The parser function for an XML element is defined as a Boost.Function
, which gives a great flexibility of choosing a callable entity type:
// Parser function.
// Parses the current XML element.
// Returns true in case of success, false otherwise
typedef boost::function<bool ()> XmlParserFunc;
There is a map between XML element's name and its parser:
// Maps an XML element to its parser function.
typedef std::map<std::string, XmlParserFunc> XmlParserMap;
The XML Parser engine is defined by XmlParser
class. It accepts XmlParserMap
in its constructor.
// XML Parser Engine
class XmlParser
{
public:
XmlParser(xmlTextReaderPtr& reader, const XmlParserMap& m);
~XmlParser();
// Parse the XML tree
bool Parse();
private:
// Move to the next element at the same tree depth
bool MoveToNextElement(int entry_depth);
private:
xmlTextReaderPtr& m_xmlReader; // libxml2 XML reader
const XmlParserMap& m_parseMap; // provided parsing map
};
The XmlParser::Parse()
method will traverse the XML tree starting from the current point and will invoke related parsers.
There are multiple ways to link the invoked parser method to the destination data object. One of them is to aggregate the target data object in a parser's class. For instance, the parser's class for a Person
:
// PersonXmlParser.h
// Parser for a 'Person' XML entry
class PersonXmlParser
{
public:
// Parameters:
// reader - XML reader
// out_entry - target data entry
PersonXmlParser(xmlTextReaderPtr& reader, Person& out_entry);
// Parser for the 'Person' element.
// Can have operator() signature as well.

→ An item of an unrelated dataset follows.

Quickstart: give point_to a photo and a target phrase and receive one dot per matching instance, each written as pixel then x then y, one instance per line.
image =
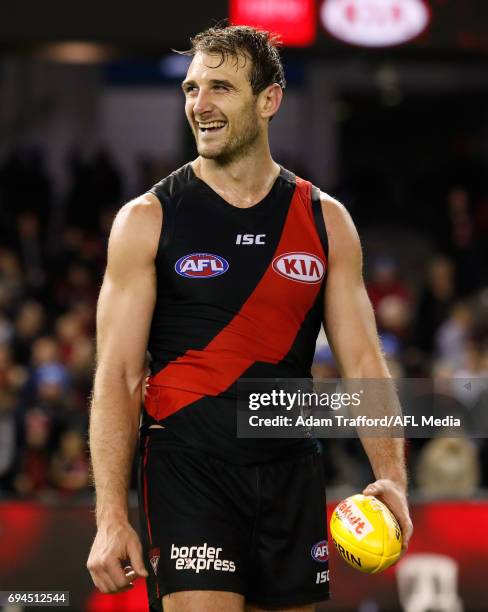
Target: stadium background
pixel 91 115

bool Parse(); // XmlParserFunc
private:
void InitParserMap();
// 'Person' parsers.
// On call the XML Reader cursor is positioned at the element start's.
bool ParseName(); // parser for the 'Name' element
bool ParseAge(); // parser for the 'Age' element
private:
xmlTextReaderPtr& m_xmlReader; // pointer to libxml2 Reader
xmlparser::XmlParserMap m_parserMap; // maps the element name to its parser function
Person& m_data; // output data
};
Its implementation is as follows:
// PersonXmlParser.cpp
PersonXmlParser::PersonXmlParser(xmlTextReaderPtr& reader, Person& out_entry) :
m_xmlReader(reader),
m_data(out_entry)
{
InitParserMap();
}
// Parser for a 'Person'
bool PersonXmlParser::Parse()
{
// use XML parsing engine
// provide it with the parsing map
xmlparser::XmlParser parser(m_xmlReader, m_parserMap);
return parser.Parse(); // invoke the XML parsing engine
}
// Initialize parser map
void PersonXmlParser::InitParserMap()
{
// Add bindings to the parsing map
m_parserMap["Name"] = boost::bind(&PersonXmlParser::ParseName, this);
m_parserMap["Age"] = boost::bind(&PersonXmlParser::ParseAge, this);
}
// Parser for a 'Name' element
bool PersonXmlParser::ParseName()
{
// ReadStringValue uses libxml2 Reader API
return ReadStringValue(m_xmlReader, m_data.name);
}
// Parser for an 'Age' element
bool PersonXmlParser::ParseAge()
{
// GetAttribute uses libxml2 API
return GetAttribute(m_xmlReader, reinterpret_cast<const xmlChar*>("age"), m_data.age);
}
The following snippet parses a Person
XML element, assuming that the XML Reader cursor is positioned at the beginning of the Person
element:
Person person;
PersonXmlParser parser(xmlReader, person);
parser.Parse(); // will parse the current 'Person' element
If the sub-element of the XML element is a complex node itself, another related parser object can be used inside the parsing function. And so on recursively.
Points of Interest
Parse an XML tree containing heterogeneous elements using libxml2
Reader API.
The presented approach can be used to parse the XML tree by using another XML Reader as well. The XML parsing engine class XmlParser
should be adjusted in this case.
History
- Initial version